Ele também criou o personagem Zecatau, que percorreu o Estado em temporadas cômicas, praticamente lançou no meio radiofônico o cantor e compositor Cláudio Alvim Barbosa, o Zininho, e acompanhou o surgimento de Neide Mariarrosa, cantora local que chegou a ser comparada à “divina” Elizeth Cardoso.

Foi de Brazil a ideia de apelidar de Pituca o ator Mozart Régis, que depois, no Rio de Janeiro, seria diretor de programas de televisão como “Viva o gordo” e “Balança mas não cai”.

Em peças adultas e infantis, contracenou com nomes importantes do teatro ilhéu como Deodósio e Teodorico Ortiga, Demerval Rosa, João Fontoura e Clementino Brito.

Também foi um cantor afinado e criou com amigos os Demônios do Ritmo, um “regional” (denominação dada aos grupos musicais) que animou durante anos a noite da Ilha de Santa Catarina.
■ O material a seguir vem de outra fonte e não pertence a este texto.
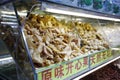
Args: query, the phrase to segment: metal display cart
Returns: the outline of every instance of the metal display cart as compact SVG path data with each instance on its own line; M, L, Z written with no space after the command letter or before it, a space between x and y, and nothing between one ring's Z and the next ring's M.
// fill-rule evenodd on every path
M32 5L21 22L19 16L21 16L22 10L17 10L15 3L13 2L14 13L18 26L12 27L14 34L12 36L14 38L12 49L9 44L6 44L6 46L15 60L19 80L77 80L120 58L120 40L118 39L120 30L118 26L116 27L120 24L118 16L39 1ZM31 14L47 14L56 16L58 19L91 23L109 42L110 48L90 52L47 67L36 68L24 33L24 26ZM112 30L112 33L110 30ZM76 29L74 31L77 32ZM114 37L114 39L111 37ZM2 41L5 42L5 40Z

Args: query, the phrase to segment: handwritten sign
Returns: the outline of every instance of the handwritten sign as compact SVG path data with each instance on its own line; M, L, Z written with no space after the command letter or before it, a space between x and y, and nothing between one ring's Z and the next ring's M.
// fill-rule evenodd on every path
M88 69L88 56L38 73L38 80L63 80Z
M99 65L112 57L112 51L107 50L90 56L91 67Z
M38 80L64 80L78 72L80 73L89 69L89 59L90 66L94 67L105 60L108 60L111 56L111 50L106 50L80 59L78 58L64 64L61 63L59 66L38 71Z

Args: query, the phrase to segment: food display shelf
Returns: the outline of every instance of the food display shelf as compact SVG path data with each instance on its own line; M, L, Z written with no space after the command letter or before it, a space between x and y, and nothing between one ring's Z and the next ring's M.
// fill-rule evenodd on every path
M112 44L114 44L115 42L114 42L114 40L110 41L109 36L107 36L110 33L107 33L104 30L104 29L106 29L106 27L114 26L115 23L120 22L120 19L117 18L116 16L110 17L109 15L104 15L104 14L100 14L100 13L96 13L96 12L90 12L90 11L86 11L83 9L82 10L76 9L76 8L63 6L63 5L59 5L59 4L54 4L54 3L50 3L50 2L44 2L44 1L43 2L41 1L38 4L32 5L32 8L28 11L27 16L24 16L24 17L18 13L17 7L15 7L14 10L16 13L16 17L18 19L17 20L18 24L19 24L19 22L21 22L22 25L19 24L18 27L12 27L13 29L15 29L15 30L13 30L14 31L13 39L15 40L15 41L13 40L13 45L14 45L15 49L10 50L10 52L12 52L12 57L15 60L17 69L19 69L19 70L17 70L18 71L17 73L18 73L18 77L20 80L21 79L22 80L69 80L69 79L77 80L77 79L81 79L82 77L84 77L84 76L94 72L95 70L120 58L119 48L118 48L118 50L113 49L114 46L112 46ZM44 18L45 18L45 20L44 20ZM46 23L47 22L46 18L51 21L48 21L48 23ZM43 20L43 23L41 23L39 21L38 22L40 24L36 23L35 22L36 19L37 19L37 21L39 19L41 21ZM61 23L56 22L56 21L59 22L60 20L61 20ZM16 22L16 20L13 20L13 21ZM46 21L46 22L44 22L44 21ZM95 50L95 51L91 50L92 48L90 49L91 51L83 50L84 53L81 52L82 54L79 54L80 53L79 52L79 53L77 53L76 57L72 56L71 59L67 58L67 60L63 54L64 53L67 54L68 52L70 53L70 51L69 51L69 49L66 49L66 51L64 51L64 53L62 53L60 55L60 57L57 57L57 59L64 57L65 60L60 61L60 62L56 60L56 62L54 62L54 64L52 63L52 60L49 57L46 58L46 56L50 56L50 55L46 55L46 53L44 54L46 56L41 55L42 53L40 53L39 55L37 54L37 51L39 51L41 49L41 46L43 46L43 44L44 44L44 47L46 45L48 45L45 41L47 41L49 39L44 40L45 43L41 44L39 46L40 48L37 50L35 49L36 51L34 52L34 49L32 49L33 46L30 45L30 41L33 40L33 38L31 37L32 30L30 30L30 28L33 28L32 36L34 36L37 33L36 29L39 29L39 30L43 29L43 31L41 30L41 34L44 33L45 31L47 31L46 30L47 28L44 27L45 25L50 26L50 28L48 28L48 33L49 33L50 29L53 30L53 33L54 32L57 33L57 28L51 28L51 25L59 26L62 24L62 26L64 26L65 28L63 28L63 29L61 28L61 32L58 31L58 33L62 33L62 31L64 33L64 30L67 31L67 26L63 25L63 24L65 24L67 21L68 22L71 21L72 27L71 27L71 24L70 24L70 26L68 26L69 24L67 26L68 26L68 28L73 30L72 32L68 31L68 32L70 32L69 35L72 35L72 37L77 40L76 41L75 39L73 39L73 42L79 43L79 39L82 39L81 34L79 33L79 27L84 25L83 27L88 26L88 27L86 27L86 29L88 28L88 31L89 31L89 29L91 29L91 31L93 30L95 32L96 32L96 30L98 30L98 32L101 33L104 40L107 41L107 43L110 44L110 46L108 47L107 43L105 43L104 47L101 46L98 50ZM76 23L74 21L76 21ZM44 23L46 23L46 24L44 24ZM55 23L55 24L53 24L53 23ZM94 27L91 28L89 23ZM76 27L77 24L80 26ZM36 31L34 31L34 29ZM115 29L115 26L113 27L113 29ZM56 31L54 31L54 30L56 30ZM107 30L109 30L109 29L107 29ZM48 33L44 34L45 38L46 38L46 35L47 36L49 35ZM118 33L119 33L119 30L118 30ZM66 33L66 34L68 34L68 33ZM73 34L76 34L76 35L73 36ZM42 38L44 38L44 36ZM62 34L62 37L63 36L64 36L64 34ZM116 36L119 36L119 35L116 35ZM72 37L70 39L72 39ZM97 37L101 40L103 39L100 37L100 35L97 35ZM66 36L65 36L65 38L66 38ZM93 36L93 38L94 38L94 36ZM97 40L98 42L99 42L99 39ZM34 43L37 44L36 42L34 42ZM84 42L84 44L85 43L86 42ZM119 43L119 40L116 43ZM81 43L81 46L84 44ZM102 43L100 43L100 45L101 44ZM73 45L73 44L71 44L71 45ZM80 46L77 44L75 44L75 45L76 45L76 47ZM9 46L9 45L7 45L7 46ZM93 48L96 48L95 46L97 46L97 45L94 44ZM49 47L47 46L42 49L46 49L46 52L47 52L48 48ZM53 49L53 46L50 48ZM53 53L55 53L54 56L56 54L58 55L58 53L61 53L55 49L52 50L52 52L56 51L56 52L53 52ZM77 48L76 51L79 51L79 49ZM37 54L37 56L34 54ZM39 56L43 56L43 59L45 59L45 60L36 59L36 58L39 58ZM51 60L51 62L49 62L50 60ZM42 61L43 62L46 61L46 62L43 63Z

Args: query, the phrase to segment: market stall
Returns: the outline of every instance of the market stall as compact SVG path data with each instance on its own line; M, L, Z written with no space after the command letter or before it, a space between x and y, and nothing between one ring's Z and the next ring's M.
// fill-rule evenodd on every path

Nele, Brazil desenvolveu suas aptidões de crooner, pandeirista e compositor.

“Meu pai nunca foi um profissional da arte e ganhou a vida como funcionário da Caixa Econômica Federal, onde trabalhou durante 35 anos”, afirma o filho Neno Brazil.

O rádio, onde tudo acontecia m4n46

O rádio, onde tudo acontecia Um dos episódios que marcaram a presença de Waldir Brazil foi ter transformado o amigo Ocir Campos num dos primeiros Reis Momo da cidade, com peruca e falsa coroa de ouro.
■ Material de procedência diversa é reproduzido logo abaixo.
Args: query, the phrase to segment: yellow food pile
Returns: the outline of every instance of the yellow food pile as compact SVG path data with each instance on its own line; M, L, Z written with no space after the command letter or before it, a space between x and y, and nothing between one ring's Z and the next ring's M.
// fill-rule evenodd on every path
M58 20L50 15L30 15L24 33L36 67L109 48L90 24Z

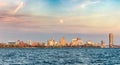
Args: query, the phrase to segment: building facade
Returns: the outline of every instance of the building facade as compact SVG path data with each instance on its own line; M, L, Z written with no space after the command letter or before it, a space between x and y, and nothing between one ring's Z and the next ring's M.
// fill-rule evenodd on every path
M72 39L70 46L82 46L83 41L80 38Z
M67 41L65 37L62 37L59 42L59 46L67 46Z
M114 43L114 34L113 33L110 33L109 34L109 47L112 48L113 47L113 44Z

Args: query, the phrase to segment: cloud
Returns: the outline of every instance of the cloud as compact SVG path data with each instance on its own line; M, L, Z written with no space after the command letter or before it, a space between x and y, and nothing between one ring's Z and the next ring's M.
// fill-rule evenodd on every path
M77 2L77 1L75 0L75 2ZM74 9L75 10L84 9L84 8L87 8L90 5L94 5L94 4L97 4L97 3L100 3L100 0L96 0L96 1L86 0L86 1L83 1L83 3L78 4L77 6L75 6Z
M0 13L15 14L23 6L25 0L0 0Z
M116 23L110 22L112 19L114 20L114 18L110 18L110 20L109 17L106 18L105 16L63 17L62 19L65 21L63 24L59 24L59 19L61 18L50 16L4 15L0 16L0 26L4 27L2 30L26 33L88 33L88 31L89 33L103 33L107 31L111 32L114 30L113 27L119 28L116 26L117 21Z
M12 13L15 15L23 6L24 2L20 2Z
M77 0L74 0L77 2ZM84 1L79 4L80 8L86 8L89 5L99 3L97 1ZM19 2L17 8L15 8L14 13L19 11L23 7L24 2ZM16 6L15 6L16 7ZM13 9L11 9L13 11ZM24 13L23 13L24 14ZM96 14L95 14L96 15ZM65 22L59 24L59 20L63 19ZM51 17L51 16L33 16L33 15L22 15L16 14L11 15L5 12L0 12L0 31L10 30L19 32L62 32L62 33L99 33L112 31L119 18L108 16L80 16L80 17ZM101 22L102 21L102 22ZM109 24L111 23L111 24ZM109 24L109 25L108 25ZM118 23L117 23L118 24ZM117 25L119 26L119 24ZM117 27L117 29L120 27Z
M96 18L95 18L96 17ZM103 16L101 16L103 17ZM0 31L16 33L89 33L98 34L106 32L116 32L120 26L110 25L111 22L101 22L106 20L100 17L66 17L65 23L58 24L59 17L49 16L4 16L0 20ZM103 17L104 18L104 17ZM109 19L109 18L108 18ZM4 22L3 22L4 21ZM95 25L94 25L95 24ZM99 24L99 25L98 25ZM109 25L108 25L109 24ZM118 24L118 23L117 23Z
M92 5L96 5L101 3L102 0L70 0L66 2L63 1L65 7L63 8L66 13L72 14L78 12L78 10L83 10L91 7ZM78 13L77 13L78 14Z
Com produção esmerada, Momo aportava no Trapiche Municipal (o bar Miramar) e debaixo de fogos de artifício e charanga recebia a chave da cidade das mãos do prefeito, abrindo o Carnaval na Ilha.

Depois, a comitiva do rei ia de baile em baile nos clubes das partes insular e continental da Capital, dando seu aval para a abertura da folia em cada bairro ou comunidade.
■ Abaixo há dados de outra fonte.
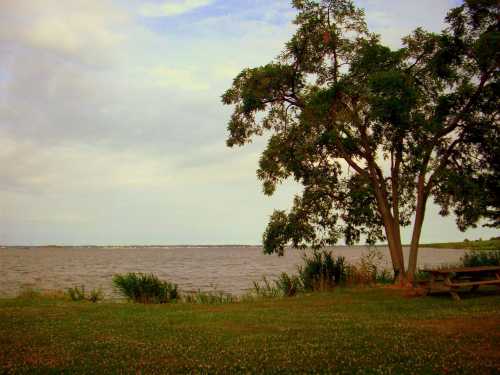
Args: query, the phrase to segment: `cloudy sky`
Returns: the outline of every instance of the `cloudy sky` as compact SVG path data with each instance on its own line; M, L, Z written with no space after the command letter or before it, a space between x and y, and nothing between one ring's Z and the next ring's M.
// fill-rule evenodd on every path
M453 0L364 0L392 47ZM262 142L225 147L220 95L293 33L288 0L0 0L0 244L260 242ZM431 208L423 239L462 234ZM406 237L408 238L408 237Z

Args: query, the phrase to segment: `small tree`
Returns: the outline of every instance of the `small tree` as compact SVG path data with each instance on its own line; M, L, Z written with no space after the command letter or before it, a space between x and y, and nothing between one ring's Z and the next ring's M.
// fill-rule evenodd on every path
M499 7L466 0L440 34L415 30L393 51L349 0L294 0L297 31L279 58L243 70L228 146L271 133L264 193L293 177L290 212L275 211L266 253L387 240L396 279L413 280L430 196L458 227L499 223ZM413 223L405 269L400 228Z

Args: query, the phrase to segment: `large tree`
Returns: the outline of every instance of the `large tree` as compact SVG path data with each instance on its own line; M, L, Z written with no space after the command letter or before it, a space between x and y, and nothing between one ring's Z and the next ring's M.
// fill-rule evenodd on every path
M269 133L265 194L304 189L275 211L266 253L344 238L386 240L396 280L411 281L428 199L460 229L499 224L499 35L496 0L466 0L441 33L415 30L391 50L349 0L294 0L297 30L279 58L243 70L229 146ZM413 225L408 267L402 226Z

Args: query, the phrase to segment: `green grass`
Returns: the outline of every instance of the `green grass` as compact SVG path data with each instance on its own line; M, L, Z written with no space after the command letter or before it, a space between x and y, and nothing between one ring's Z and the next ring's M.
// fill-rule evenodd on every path
M224 305L0 300L0 373L490 374L500 295L336 289Z
M500 250L500 239L422 244L436 249Z

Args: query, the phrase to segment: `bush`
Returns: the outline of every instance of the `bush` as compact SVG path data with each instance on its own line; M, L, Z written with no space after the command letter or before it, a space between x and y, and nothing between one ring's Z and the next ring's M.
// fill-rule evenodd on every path
M299 277L304 290L328 290L345 283L348 266L344 257L335 259L331 252L314 252L305 256L304 265L299 267Z
M498 250L474 250L466 252L462 257L464 267L478 266L500 266L500 251Z
M295 275L288 276L286 272L280 275L279 279L275 281L275 284L276 288L284 297L293 297L302 289L302 283L299 277Z
M177 285L153 274L127 273L113 276L113 285L129 300L139 303L167 303L177 299Z

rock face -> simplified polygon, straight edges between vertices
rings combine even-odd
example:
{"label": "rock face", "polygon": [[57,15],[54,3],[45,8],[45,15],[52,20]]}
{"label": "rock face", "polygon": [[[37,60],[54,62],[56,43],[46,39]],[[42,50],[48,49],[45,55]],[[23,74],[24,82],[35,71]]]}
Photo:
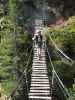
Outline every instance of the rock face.
{"label": "rock face", "polygon": [[75,0],[48,0],[48,4],[66,18],[75,14]]}
{"label": "rock face", "polygon": [[1,0],[0,3],[2,4],[4,15],[7,15],[8,10],[8,0]]}

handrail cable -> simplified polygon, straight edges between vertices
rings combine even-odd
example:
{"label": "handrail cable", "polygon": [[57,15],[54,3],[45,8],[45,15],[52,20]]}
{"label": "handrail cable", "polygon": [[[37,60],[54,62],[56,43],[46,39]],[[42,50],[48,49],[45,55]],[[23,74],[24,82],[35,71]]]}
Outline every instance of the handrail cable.
{"label": "handrail cable", "polygon": [[[32,53],[32,49],[31,49],[31,51],[30,51],[30,55],[29,55],[29,58],[28,58],[28,61],[27,61],[27,64],[26,64],[26,67],[25,67],[25,68],[27,68],[27,66],[28,66],[28,64],[29,64],[29,61],[30,61],[30,58],[31,58],[31,53]],[[21,83],[21,80],[22,80],[24,74],[25,74],[25,78],[26,78],[26,69],[24,69],[23,74],[21,75],[21,77],[19,78],[19,80],[18,80],[18,82],[17,82],[17,85],[15,86],[15,88],[13,89],[13,91],[11,92],[11,94],[10,94],[9,96],[7,96],[7,99],[6,99],[6,100],[9,100],[10,97],[11,97],[11,95],[18,89],[18,86],[19,86],[19,84]],[[27,79],[26,79],[26,80],[27,80]],[[27,83],[27,82],[26,82],[26,83]],[[27,91],[28,91],[28,90],[27,90]]]}
{"label": "handrail cable", "polygon": [[[52,63],[52,60],[51,60],[51,57],[50,57],[50,54],[49,54],[49,51],[48,51],[48,47],[47,47],[47,45],[46,45],[46,49],[47,49],[47,54],[48,54],[49,61],[50,61],[50,63],[51,63],[51,67],[52,67],[53,78],[54,78],[54,75],[55,75],[56,78],[58,79],[60,85],[61,85],[62,88],[65,90],[67,96],[70,97],[70,93],[68,92],[68,89],[64,86],[64,84],[62,83],[61,79],[59,78],[57,72],[55,71],[55,68],[54,68],[54,65],[53,65],[53,63]],[[52,84],[53,84],[53,81],[54,81],[54,79],[52,80]]]}
{"label": "handrail cable", "polygon": [[[27,67],[28,67],[28,64],[29,64],[30,59],[31,59],[32,51],[33,51],[33,48],[32,48],[32,50],[31,50],[31,52],[30,52],[30,56],[29,56],[29,60],[28,60],[28,62],[27,62],[26,70],[24,70],[25,79],[26,79],[26,86],[27,86],[27,94],[28,94],[28,91],[29,91],[29,89],[28,89],[28,80],[27,80],[27,75],[28,75],[29,71],[27,71]],[[31,69],[31,68],[30,68],[30,69]]]}
{"label": "handrail cable", "polygon": [[[32,46],[32,49],[34,49],[34,46],[35,46],[35,41],[33,41],[33,46]],[[28,70],[27,74],[32,70],[32,67]]]}
{"label": "handrail cable", "polygon": [[52,42],[53,45],[55,46],[55,49],[56,49],[57,51],[59,51],[67,60],[70,60],[70,61],[72,62],[72,64],[73,64],[74,61],[73,61],[70,57],[68,57],[61,49],[59,49],[58,46],[56,45],[56,43],[54,42],[54,40],[52,39],[51,35],[49,35],[49,36],[50,36],[51,42]]}
{"label": "handrail cable", "polygon": [[70,62],[65,62],[65,61],[63,60],[62,55],[61,55],[58,51],[56,51],[56,53],[59,55],[61,61],[62,61],[64,64],[68,64],[68,65],[72,66],[72,64],[71,64]]}
{"label": "handrail cable", "polygon": [[[64,86],[64,84],[63,84],[62,81],[60,80],[60,78],[59,78],[59,76],[58,76],[58,74],[56,73],[55,70],[53,71],[53,73],[54,73],[54,75],[56,76],[56,78],[57,78],[57,80],[58,80],[58,82],[59,82],[60,88],[61,88],[61,89],[64,89],[64,91],[66,92],[66,94],[65,94],[64,91],[62,90],[62,92],[64,93],[65,97],[67,98],[67,96],[68,96],[68,98],[70,98],[71,95],[70,95],[70,93],[68,92],[68,89]],[[62,87],[61,87],[61,86],[62,86]]]}

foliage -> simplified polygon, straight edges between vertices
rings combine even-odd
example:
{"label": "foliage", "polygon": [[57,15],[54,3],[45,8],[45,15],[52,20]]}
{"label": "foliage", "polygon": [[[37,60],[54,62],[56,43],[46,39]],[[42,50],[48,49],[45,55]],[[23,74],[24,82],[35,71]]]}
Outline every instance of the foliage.
{"label": "foliage", "polygon": [[3,17],[0,31],[0,81],[6,94],[12,92],[13,83],[25,69],[32,48],[31,35],[24,27],[15,23],[14,2],[9,0],[9,4],[9,15]]}
{"label": "foliage", "polygon": [[[10,89],[6,87],[14,81],[13,75],[13,41],[12,41],[12,24],[8,17],[4,17],[2,22],[3,29],[0,31],[1,43],[0,43],[0,81],[4,88],[5,93],[9,93]],[[7,82],[6,82],[7,81]],[[5,84],[5,85],[4,85]],[[13,87],[13,84],[11,85]],[[8,91],[8,92],[7,92]]]}
{"label": "foliage", "polygon": [[74,98],[75,64],[72,65],[62,55],[59,55],[50,40],[51,36],[56,45],[75,60],[75,17],[70,18],[69,22],[66,27],[46,28],[46,38],[55,70]]}
{"label": "foliage", "polygon": [[[48,33],[52,36],[55,43],[68,56],[75,59],[75,22],[74,18],[66,27],[48,28]],[[49,37],[49,34],[46,34]]]}

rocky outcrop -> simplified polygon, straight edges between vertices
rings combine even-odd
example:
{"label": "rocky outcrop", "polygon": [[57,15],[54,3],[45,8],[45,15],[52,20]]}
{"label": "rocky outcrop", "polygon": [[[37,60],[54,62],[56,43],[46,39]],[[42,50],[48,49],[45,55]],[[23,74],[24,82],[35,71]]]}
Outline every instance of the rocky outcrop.
{"label": "rocky outcrop", "polygon": [[75,0],[48,0],[48,4],[66,18],[75,14]]}

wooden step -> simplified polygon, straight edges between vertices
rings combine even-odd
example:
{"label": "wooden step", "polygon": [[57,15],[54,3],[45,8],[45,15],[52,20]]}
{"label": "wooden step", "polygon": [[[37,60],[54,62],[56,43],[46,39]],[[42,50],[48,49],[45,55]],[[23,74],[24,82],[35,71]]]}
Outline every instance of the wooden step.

Grupo Demônios do ritmo (1938) – Foto: Divulgação/NDGrupo Demônios do ritmo (1938) – Foto: Divulgação/ND

Na época, faziam muito sucesso as radionovelas, com artistas exclusivos de cada emissora, e os programas de auditório ao vivo, que exigiam capacidade de improvisação e timing para os esquetes cômicos.

Foi com o cast da rádio Diário da Manhã que o ator excursionou pelo Estado, integrando a “Caravana da Alegria” com um show de variedades, muita música, esquetes humorísticos e o Zecatau contando piadas.

Já nos anos 70, na rádio Santa Catarina, ele comandou o programa “Manhã sertaneja”, que tinha o diferencial de distribuir prêmios inusitados (como galinhas vivas) aos fãs.

O rádio reunia feras do microfone como Dakir Polidoro (primo de Waldir Brazil, famoso pelo programa “Hora do Despertador”), Zininho (com o programa “Bar da Noite”), Nabor Ferreira, Osmar Silva, Gustavo Neves, Adolfo Zigueli, Ilmar Carvalho, Jayro Silva, Alda Jacinto, Neide Mariarrosa e Antunes Severo.

Carteira de Waldir Brazil na rádio Diário da Manhã – Foto: Divulgação/NDCarteira de Waldir Brazil na rádio Diário da Manhã – Foto: Divulgação/ND

Compositor, Brazil escreveu a marcha “Sereia do Bom Abrigo”, que foi cantado durante anos no Carnaval da Ilha. E continuou no rádio, com programas que abriam espaço para intérpretes de talento na cidade, como Yvonésio Catão, seu cunhado e parceiro de serestas.

Cinema 12o12

Em 1957, o ator fez parte do elenco de “O preço da ilusão”, o primeiro longa metragem catarinense, produzido pelo Grupo Sul. Mais tarde, ele atuaria em outros filmes, como “Prata palomares”, de André Faria, com Renato Borghi e Ítala Nandi no elenco, o curta “Manhã”, de Zeca Pires, “PSW – Uma crônica subversiva”, sobre a trajetória política e o desaparecimento do deputado Paulo Stuart Wright durante a ditadura militar, além de “Desterro”, de Eduardo Paredes, “Modernos do Sul”, de Kátia Klock, “Perto do mar” e “Ponte Hercílio Luz”, outros projetos de Zeca Pires.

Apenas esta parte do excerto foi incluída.